Nous revêtons habit sur habit, comme si nous croissions à la ressemblance des plantes exogènes par addition externe. Nos vêtements extérieurs, souvent minces et illusoires, sont notre épiderme ou fausse peau, qui ne participe pas de notre vie, et dont nous pouvons nous dépouiller par-ci par-là sans sérieux dommage ; nos habits plus épais, constamment portés, sont notre tégument cellulaire, ou « cortex » ; mais nos chemises sont notre liber ou véritable écorce, qu’on ne peut enlever sans « charmer »[2] et par conséquent détruire l’homme. Je crois que toutes les races à certains moments portent quelque chose d’équivalent à la chemise.
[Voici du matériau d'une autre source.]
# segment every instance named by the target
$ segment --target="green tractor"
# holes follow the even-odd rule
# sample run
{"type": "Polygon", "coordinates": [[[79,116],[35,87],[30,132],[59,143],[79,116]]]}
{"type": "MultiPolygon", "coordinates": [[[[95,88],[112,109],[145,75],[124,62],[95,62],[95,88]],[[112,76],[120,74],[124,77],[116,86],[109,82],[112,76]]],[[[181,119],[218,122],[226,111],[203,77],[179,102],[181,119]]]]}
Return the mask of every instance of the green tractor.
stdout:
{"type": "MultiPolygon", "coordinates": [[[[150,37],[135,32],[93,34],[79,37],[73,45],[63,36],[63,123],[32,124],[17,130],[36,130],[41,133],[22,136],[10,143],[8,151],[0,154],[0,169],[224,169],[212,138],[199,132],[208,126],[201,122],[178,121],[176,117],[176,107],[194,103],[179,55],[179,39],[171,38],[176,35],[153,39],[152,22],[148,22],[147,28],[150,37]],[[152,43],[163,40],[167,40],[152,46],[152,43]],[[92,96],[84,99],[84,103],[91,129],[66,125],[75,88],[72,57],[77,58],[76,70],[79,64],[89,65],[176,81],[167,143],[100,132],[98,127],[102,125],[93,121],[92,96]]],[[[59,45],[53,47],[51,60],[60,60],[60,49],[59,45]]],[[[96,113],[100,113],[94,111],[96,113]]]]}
Il est désirable que l’homme soit vêtu avec une simplicité qui lui permette de poser les mains sur lui dans les ténèbres, et qu’il vive à tous égards dans un état de concision et de préparation tel que l’ennemi vînt-il à prendre la ville, il puisse, comme le vieux philosophe[3], sortir des portes les mains vides sans inquiétude. Quand un seul habit, en la plupart des cas, en vaut trois légers, et que le vêtement à bon marché s’acquiert à des prix faits vraiment pour contenter le client ; quand on peut, pour cinq dollars, acheter une bonne veste, qui durera un nombre égal d’années, pour deux dollars un bon pantalon, des chaussures de cuir solide pour un dollar et demi la paire, un chapeau d’été pour un quart de dollar, et une casquette d’hiver pour soixante-deux cents et demi, laquelle fabriquée chez soi

  1. Hamlet, act. III, Sc. 1er.
  2. « Charmer » en langage forestier, signifie : faire une incision circulaire à un arbre, opération qui le fait périr.
  3. Bias, l’un des sept Sages de la Grèce.